Ketujuh: Kalau ghibah dalam Islam disebut sebagai suatu dosa, maka ada suatu perbuatan yang lebih berat lagi, yaitu mengadu domba (namimah). Yaitu memindahkan omongan seseorang kepada orang yang dibicarakan itu dengan suatu tujuan untuk menimbulkan permusuhan antara sesama manusia, mengotori kejernihan pergaulan dan atau menambah keruhnya pergaulan.
Al-Quran menurunkan ayat yang mencela perbuatan hina ini sejak permulaan perioda Makkah. Firman Allah:
"Dan jangan kamu tunduk kepada orang yang suka sumpah yang hina, yang suka mencela orang, yang berjalan ke sana ke mari dengan mengadu domba." (al-Qalam: 10-11)
Dan sabda Rasulullah s.a.w.:
"Tidak masuk sorga orang-orang yang suka mengadu domba." (Riwayat Bukhari dan Muslim)
Qattat, kadang-kadang disebut juga nammam, yaitu seorang berkumpul bersama orang banyak yang sedang membicarakan suatu pembicaraan, kemudian dia menghasut mereka.
Dan qattat itu sendiri, yaitu seseorang yang memperdengarkan sesuatu kepada orang banyak padahal mereka tidak mengetahuinya, kemudian dia menghasut mereka itu.
Rasulullah s.a.w. pernah bersabda:
"Sejelek-jelek hamba Allah yaitu orang-orang berjalan ke sana ke mari dengan mengadu domba, yang memecah-belah antara kekasih, yang suka mencari-cari cacat orang-orang yang baik." (Riwayat Ahmad)
Islam, dalam rangka memadamkan pertengkaran dan mendamaikan pertentangan, membolehkan kepada juru pendamai itu untuk merahasiakan omongan tidak baik yang dia ketahui dari omongan seseorang tentang diri orang lain. Dan boleh juga dia menambah omongan baik yang tidak didengarnya.

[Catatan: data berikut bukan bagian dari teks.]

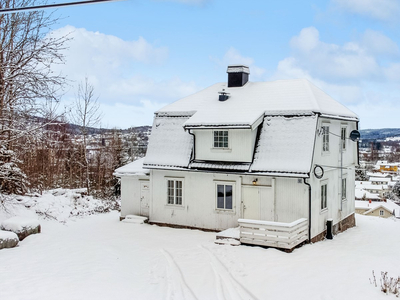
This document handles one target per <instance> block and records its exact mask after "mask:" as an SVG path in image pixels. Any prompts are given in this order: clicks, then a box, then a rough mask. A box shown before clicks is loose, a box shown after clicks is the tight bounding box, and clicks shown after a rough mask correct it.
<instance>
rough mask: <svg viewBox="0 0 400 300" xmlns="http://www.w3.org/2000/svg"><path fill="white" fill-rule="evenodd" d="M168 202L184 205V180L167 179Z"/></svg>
mask: <svg viewBox="0 0 400 300" xmlns="http://www.w3.org/2000/svg"><path fill="white" fill-rule="evenodd" d="M167 193H168V196H167V203H168V204H171V205H182V199H183V184H182V180H172V179H171V180H168V181H167Z"/></svg>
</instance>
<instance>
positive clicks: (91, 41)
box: [51, 26, 168, 80]
mask: <svg viewBox="0 0 400 300" xmlns="http://www.w3.org/2000/svg"><path fill="white" fill-rule="evenodd" d="M51 34H52V35H53V36H54V37H60V36H64V35H67V34H68V36H69V37H70V38H71V40H70V41H69V43H68V46H69V48H68V49H67V50H66V51H64V54H65V56H66V58H67V63H66V65H61V66H59V68H56V70H62V71H63V72H64V73H66V74H68V75H69V76H70V78H71V79H72V80H80V79H81V78H82V77H84V76H86V75H90V74H102V75H107V74H110V75H113V74H116V73H121V74H123V73H126V72H129V71H127V69H128V67H129V64H131V63H138V62H140V63H151V64H159V63H162V62H164V61H165V60H166V59H167V58H168V49H167V48H166V47H156V46H154V45H152V44H150V43H149V42H147V41H146V40H145V39H144V38H142V37H139V38H138V40H134V41H124V40H122V39H120V38H118V37H116V36H113V35H106V34H103V33H99V32H93V31H87V30H86V29H84V28H75V27H73V26H65V27H62V28H60V29H58V30H55V31H53V32H52V33H51Z"/></svg>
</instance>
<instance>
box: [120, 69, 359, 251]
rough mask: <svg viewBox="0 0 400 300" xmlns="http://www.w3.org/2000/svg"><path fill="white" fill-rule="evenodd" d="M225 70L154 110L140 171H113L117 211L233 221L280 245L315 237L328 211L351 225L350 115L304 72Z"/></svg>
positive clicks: (123, 217) (290, 245)
mask: <svg viewBox="0 0 400 300" xmlns="http://www.w3.org/2000/svg"><path fill="white" fill-rule="evenodd" d="M227 72H228V82H227V83H226V82H224V83H217V84H215V85H212V86H210V87H208V88H206V89H204V90H202V91H200V92H198V93H196V94H194V95H191V96H188V97H186V98H183V99H181V100H179V101H176V102H174V103H172V104H170V105H167V106H165V107H164V108H162V109H160V110H158V111H157V112H156V113H155V117H154V123H153V128H152V132H151V136H150V139H149V145H148V149H147V154H146V157H145V159H144V161H143V168H145V169H146V170H147V171H143V170H142V169H140V172H139V174H138V173H136V172H129V171H128V172H122V171H123V168H124V167H123V168H120V169H118V170H116V175H117V176H119V177H121V182H122V191H121V192H122V194H121V197H122V203H121V205H122V208H121V218H124V217H126V216H127V215H130V214H138V215H144V216H148V217H149V222H151V223H155V224H168V225H171V226H183V227H190V228H201V229H209V230H223V229H227V228H231V227H237V226H238V225H240V226H241V241H242V242H244V243H253V244H258V245H267V246H276V247H282V248H288V249H289V248H293V247H294V246H296V245H297V244H298V243H301V242H302V241H304V240H306V239H308V240H311V241H317V240H320V239H323V238H324V236H325V231H326V222H327V220H328V219H333V224H334V231H335V232H336V231H337V230H338V228H339V223H340V229H342V230H344V229H346V228H348V227H351V226H354V224H355V219H354V188H353V187H354V167H355V165H356V164H357V163H358V156H357V143H355V142H353V141H352V140H350V138H349V136H350V133H351V132H352V131H354V130H356V129H357V126H358V118H357V116H356V115H355V114H354V113H353V112H351V111H350V110H348V109H347V108H346V107H344V106H343V105H341V104H340V103H338V102H336V101H335V100H333V99H332V98H331V97H330V96H328V95H327V94H325V93H324V92H323V91H322V90H320V89H319V88H317V87H316V86H314V85H313V84H312V83H310V82H309V81H307V80H304V79H297V80H277V81H273V82H248V76H249V69H248V67H246V66H230V67H228V71H227ZM135 163H136V167H137V166H138V165H140V164H141V162H134V163H133V164H135ZM136 167H135V168H136ZM127 168H128V169H129V167H127ZM121 170H122V171H121ZM143 202H145V203H147V204H148V208H147V209H143V205H141V203H143ZM249 224H250V225H249ZM249 226H250V227H251V229H249ZM246 228H247V229H246ZM269 230H272V231H273V232H274V235H275V236H271V234H270V233H271V232H270V231H269ZM279 230H281V231H284V232H286V233H284V234H283V235H284V236H285V235H286V236H285V238H284V239H285V241H282V238H281V237H278V235H279V234H278V233H276V232H277V231H279ZM254 232H256V234H255V235H254V234H253V233H254ZM267 235H268V236H267ZM288 237H289V238H288Z"/></svg>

Seperti yang dikatakan Nabi dalam hadisnya:
"Tidak termasuk dusta orang yang mendamaikan antara dua orang, kemudian dia berkata baik atau menambah suatu omongan baik."
Islam sangat membenci orang-orang yang suka mendengarkan omongan jelek, kemudian cepat-cepat memindahkan omongan itu dengan menambah-nambah untuk memperdaya atau karena senang adanya kehancuran dan kerusakan.

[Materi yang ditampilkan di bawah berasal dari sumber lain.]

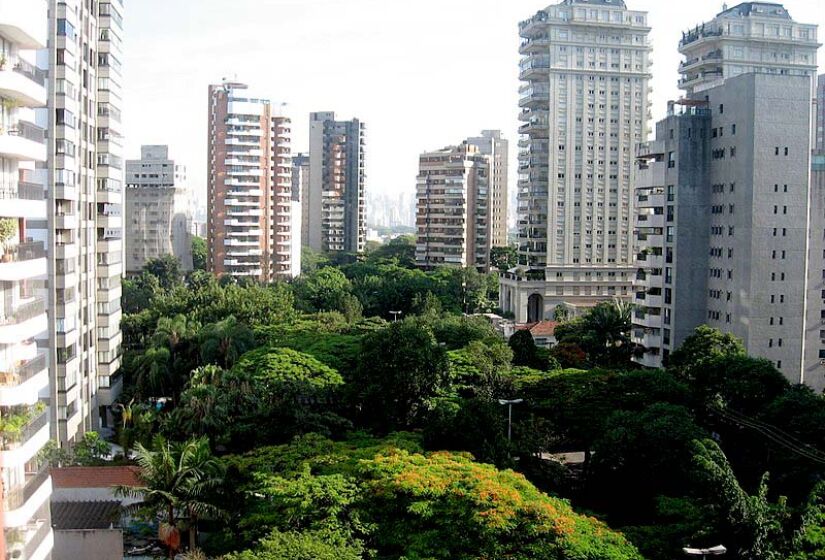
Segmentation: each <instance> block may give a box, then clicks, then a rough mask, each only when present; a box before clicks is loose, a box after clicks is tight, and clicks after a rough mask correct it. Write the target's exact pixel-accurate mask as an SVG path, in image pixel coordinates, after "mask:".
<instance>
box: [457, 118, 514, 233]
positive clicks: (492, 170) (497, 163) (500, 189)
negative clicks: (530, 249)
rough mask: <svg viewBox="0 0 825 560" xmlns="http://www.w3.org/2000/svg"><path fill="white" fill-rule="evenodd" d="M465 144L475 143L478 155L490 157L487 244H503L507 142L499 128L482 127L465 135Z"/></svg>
mask: <svg viewBox="0 0 825 560" xmlns="http://www.w3.org/2000/svg"><path fill="white" fill-rule="evenodd" d="M467 143H468V144H470V145H472V146H476V147H477V148H478V149H479V151H480V152H481V153H482V154H484V155H486V156H488V157H489V158H490V187H489V189H488V195H487V201H488V203H487V206H488V208H489V220H488V225H489V227H488V228H487V236H488V237H489V242H488V245H489V246H490V247H491V248H492V247H506V246H507V213H508V206H509V204H508V201H507V196H508V190H509V189H508V184H509V179H508V174H509V172H510V158H509V146H510V143H509V141H508V140H507V139H506V138H504V135H503V134H502V133H501V131H500V130H483V131H482V132H481V136H476V137H472V138H468V139H467Z"/></svg>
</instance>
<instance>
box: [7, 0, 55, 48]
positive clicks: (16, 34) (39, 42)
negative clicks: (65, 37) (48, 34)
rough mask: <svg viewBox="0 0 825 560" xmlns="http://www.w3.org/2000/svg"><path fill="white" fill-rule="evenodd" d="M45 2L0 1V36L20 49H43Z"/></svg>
mask: <svg viewBox="0 0 825 560" xmlns="http://www.w3.org/2000/svg"><path fill="white" fill-rule="evenodd" d="M47 22H48V17H47V12H46V1H45V0H26V1H25V2H20V0H0V35H2V36H4V37H6V38H8V39H9V40H11V41H13V42H15V43H17V45H18V46H19V47H20V48H21V49H43V48H45V47H46V41H47V39H48V26H47Z"/></svg>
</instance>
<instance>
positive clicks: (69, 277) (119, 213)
mask: <svg viewBox="0 0 825 560" xmlns="http://www.w3.org/2000/svg"><path fill="white" fill-rule="evenodd" d="M93 7H94V8H95V10H94V11H92V10H90V4H89V3H88V2H83V1H81V0H69V1H66V2H63V1H60V2H58V1H56V0H49V17H48V22H49V39H48V48H47V49H46V50H43V51H41V52H40V53H39V55H38V56H39V58H40V59H41V60H43V61H47V62H48V65H49V66H50V68H51V69H52V70H51V73H50V75H49V81H48V109H47V110H43V111H41V113H40V114H39V115H38V122H39V123H41V124H43V125H44V126H48V127H49V138H48V152H49V160H48V164H47V165H46V166H45V167H43V169H42V170H39V171H40V173H42V175H43V179H44V182H46V183H47V184H48V185H49V189H48V193H47V196H48V200H47V202H48V206H47V208H48V220H47V224H44V227H45V233H44V237H45V238H46V239H47V240H48V243H47V251H48V252H49V254H50V257H49V259H48V260H49V273H48V274H49V298H48V299H49V313H50V319H51V320H50V322H49V343H48V344H49V347H50V348H53V349H54V352H53V353H52V355H51V356H50V364H49V367H50V371H51V387H50V391H49V396H50V399H51V402H52V407H51V413H52V422H53V424H52V435H53V437H54V438H55V439H57V440H58V441H59V442H60V443H61V444H62V445H71V444H72V443H73V442H75V441H77V439H78V438H79V437H81V436H82V434H83V433H84V432H86V431H89V430H96V429H98V428H99V426H100V425H101V424H105V423H107V422H108V421H109V416H110V415H109V413H108V410H107V407H108V406H109V405H110V404H111V403H112V402H113V401H114V399H115V398H116V397H117V395H118V394H119V393H120V390H121V389H122V385H123V380H122V377H121V376H120V374H119V369H120V359H121V341H122V338H121V331H120V319H121V315H122V313H121V308H120V296H121V278H122V275H123V241H122V239H123V224H122V189H123V159H122V144H123V137H122V132H121V124H120V122H121V103H122V102H121V95H122V94H121V61H122V59H123V54H122V36H123V31H122V14H123V3H122V1H121V0H111V1H101V2H98V3H95V4H94V5H93ZM84 48H85V49H92V50H93V51H94V52H95V56H94V57H89V56H83V51H84ZM90 131H91V132H90Z"/></svg>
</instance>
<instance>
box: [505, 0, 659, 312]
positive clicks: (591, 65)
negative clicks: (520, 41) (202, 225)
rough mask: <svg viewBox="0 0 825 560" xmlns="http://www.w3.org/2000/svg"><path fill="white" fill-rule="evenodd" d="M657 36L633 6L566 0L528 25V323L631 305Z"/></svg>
mask: <svg viewBox="0 0 825 560" xmlns="http://www.w3.org/2000/svg"><path fill="white" fill-rule="evenodd" d="M649 32H650V28H649V27H648V23H647V14H646V13H645V12H639V11H633V10H629V9H628V8H627V6H626V5H625V2H624V1H623V0H564V1H563V2H561V3H559V4H557V5H554V6H550V7H548V8H547V9H545V10H542V11H540V12H538V13H537V14H536V15H535V16H533V17H532V18H530V19H528V20H526V21H524V22H522V23H521V24H520V25H519V33H520V35H521V37H522V38H523V42H522V44H521V49H520V52H521V54H522V55H523V58H522V60H521V64H520V70H521V72H520V78H521V80H522V82H523V85H522V88H521V100H520V101H519V105H520V107H521V108H522V114H521V117H520V118H521V121H522V122H523V123H524V124H523V125H522V126H521V127H520V129H519V132H520V133H521V134H522V139H521V141H520V142H519V145H520V147H521V148H522V149H521V155H520V157H519V182H518V191H519V194H518V216H519V218H518V229H519V241H518V242H519V247H518V252H519V266H518V267H517V268H515V269H513V270H511V271H510V272H508V273H507V274H504V275H502V278H501V290H500V294H501V296H500V297H501V302H500V304H501V307H502V309H503V310H504V311H506V312H511V313H513V314H514V315H515V318H516V321H517V322H518V323H525V322H534V321H539V320H542V319H545V318H548V317H550V316H551V315H552V312H553V308H554V307H555V306H556V305H557V304H560V303H567V304H570V305H574V306H585V307H586V306H591V305H594V304H595V303H597V302H598V301H601V300H604V299H612V298H629V297H630V288H631V280H632V277H633V271H632V261H633V242H634V239H633V237H634V236H633V223H632V213H633V205H632V201H631V194H632V192H631V191H632V181H633V173H634V165H633V163H634V155H635V146H636V144H638V143H639V142H642V141H644V140H645V139H646V136H647V123H648V120H649V118H650V117H649V102H648V97H649V94H650V91H649V81H650V64H651V63H650V59H649V56H650V50H651V47H650V44H649V41H648V34H649Z"/></svg>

Manusia semacam ini tidak mau membatasi diri sampai kepada apa yang didengar itu saja, sebab keinginan untuk menghancurkan itulah yang mendorongnya menambah omongan yang mereka dengar. Dan jika mereka tidak mendengar, mereka berdusta.
Kata seorang penyair:
Kalau mereka mendengar kebaikan, disembunyikan
Dan kalau mendengarkan kejelekan, disiarkan
tetapi jika tidak mendengar apa-apa, ia berdusta.

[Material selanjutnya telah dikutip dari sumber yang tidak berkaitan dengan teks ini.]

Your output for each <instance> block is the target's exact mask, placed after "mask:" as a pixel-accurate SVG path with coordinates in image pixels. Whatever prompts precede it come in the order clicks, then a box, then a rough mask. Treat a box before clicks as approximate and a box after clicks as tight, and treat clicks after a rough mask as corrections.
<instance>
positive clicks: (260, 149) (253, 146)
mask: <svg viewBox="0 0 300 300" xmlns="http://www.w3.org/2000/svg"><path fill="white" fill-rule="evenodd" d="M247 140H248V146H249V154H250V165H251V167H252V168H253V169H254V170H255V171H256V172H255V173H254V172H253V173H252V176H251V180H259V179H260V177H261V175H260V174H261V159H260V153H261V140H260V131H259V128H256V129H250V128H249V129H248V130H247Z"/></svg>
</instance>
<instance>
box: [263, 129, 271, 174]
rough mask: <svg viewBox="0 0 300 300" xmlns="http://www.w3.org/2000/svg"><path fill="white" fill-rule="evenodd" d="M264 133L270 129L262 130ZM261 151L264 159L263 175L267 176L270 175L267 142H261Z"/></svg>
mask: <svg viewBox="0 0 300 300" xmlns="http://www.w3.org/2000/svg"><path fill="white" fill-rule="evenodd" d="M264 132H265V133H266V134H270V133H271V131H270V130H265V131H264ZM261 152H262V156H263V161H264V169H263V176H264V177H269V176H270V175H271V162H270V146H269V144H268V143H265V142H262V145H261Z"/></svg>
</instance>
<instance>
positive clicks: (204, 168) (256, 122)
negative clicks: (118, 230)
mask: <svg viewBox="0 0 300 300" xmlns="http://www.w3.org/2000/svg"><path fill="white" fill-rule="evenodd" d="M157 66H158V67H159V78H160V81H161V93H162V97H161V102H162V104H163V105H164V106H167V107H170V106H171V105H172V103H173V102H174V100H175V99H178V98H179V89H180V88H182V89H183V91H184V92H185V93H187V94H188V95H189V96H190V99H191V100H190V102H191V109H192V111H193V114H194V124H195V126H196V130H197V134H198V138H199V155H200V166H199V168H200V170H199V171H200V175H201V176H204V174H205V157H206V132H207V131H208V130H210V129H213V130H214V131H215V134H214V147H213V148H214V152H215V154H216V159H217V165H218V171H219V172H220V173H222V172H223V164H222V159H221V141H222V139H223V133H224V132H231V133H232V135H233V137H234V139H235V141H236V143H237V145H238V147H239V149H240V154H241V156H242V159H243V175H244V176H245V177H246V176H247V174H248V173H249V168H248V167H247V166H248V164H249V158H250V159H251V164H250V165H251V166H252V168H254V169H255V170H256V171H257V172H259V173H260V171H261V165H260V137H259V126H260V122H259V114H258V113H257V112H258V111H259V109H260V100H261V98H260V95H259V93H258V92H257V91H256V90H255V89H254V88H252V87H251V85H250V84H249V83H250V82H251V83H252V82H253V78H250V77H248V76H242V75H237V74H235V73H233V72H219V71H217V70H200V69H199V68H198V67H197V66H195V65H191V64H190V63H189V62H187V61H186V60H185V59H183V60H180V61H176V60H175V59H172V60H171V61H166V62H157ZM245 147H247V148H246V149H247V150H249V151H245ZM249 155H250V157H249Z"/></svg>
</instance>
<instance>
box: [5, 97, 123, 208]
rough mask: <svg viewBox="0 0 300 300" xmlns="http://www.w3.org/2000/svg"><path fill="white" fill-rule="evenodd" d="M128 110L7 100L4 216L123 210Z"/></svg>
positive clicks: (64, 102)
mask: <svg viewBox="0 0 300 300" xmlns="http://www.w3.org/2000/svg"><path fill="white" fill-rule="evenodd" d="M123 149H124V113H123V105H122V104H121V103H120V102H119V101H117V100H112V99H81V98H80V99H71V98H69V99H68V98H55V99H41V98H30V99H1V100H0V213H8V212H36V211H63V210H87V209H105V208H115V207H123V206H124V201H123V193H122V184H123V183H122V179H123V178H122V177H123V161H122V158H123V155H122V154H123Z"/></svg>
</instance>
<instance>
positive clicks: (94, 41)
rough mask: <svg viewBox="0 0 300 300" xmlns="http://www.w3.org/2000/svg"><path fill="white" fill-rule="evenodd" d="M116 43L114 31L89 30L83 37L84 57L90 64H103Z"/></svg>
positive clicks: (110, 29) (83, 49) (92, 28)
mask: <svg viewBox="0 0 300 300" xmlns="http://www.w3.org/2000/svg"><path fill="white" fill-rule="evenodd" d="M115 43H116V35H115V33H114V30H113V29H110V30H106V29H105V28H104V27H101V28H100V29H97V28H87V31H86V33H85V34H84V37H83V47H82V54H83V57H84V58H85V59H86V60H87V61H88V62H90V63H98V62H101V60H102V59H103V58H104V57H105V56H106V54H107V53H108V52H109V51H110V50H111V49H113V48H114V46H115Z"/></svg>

Ada seorang laki-laki masuk ke tempat Umar bin Abdul Aziz, kemudian membicarakan tentang hal seseorang yang tidak disukainya. Maka berkatalah Umar kepada si laki-laki tersebut; kalau boleh kami akan menyelidiki permasalahanmu itu. Tetapi jika kamu berdusta, maka kamu tergolong orang yang disebutkan dalam ayat ini:
"Jika datang kepadamu seorang fasik dengan membawa suatu berita, maka selidikilah." (al-Hujurat: 6)
Dan jika kamu benar, maka kamu tergolong orang yang disebutkan dalam ayat:
"Orang yang suka mencela, yang berjalan ke sana ke mari dengan mengadu domba." (al-Qalam: 11)
Tetapi kalau kamu suka, saya akan memberi pengampunan. Maka jawab orang laki-laki tersebut: pengampunan saja ya amirul mu'minin, saya berjanji tidak akan mengulangi lagi.
32.Lihat Ihya' bab "Afatul lisan" syarah Nawawi dan "Ra'furraibah" oleh Syaukani.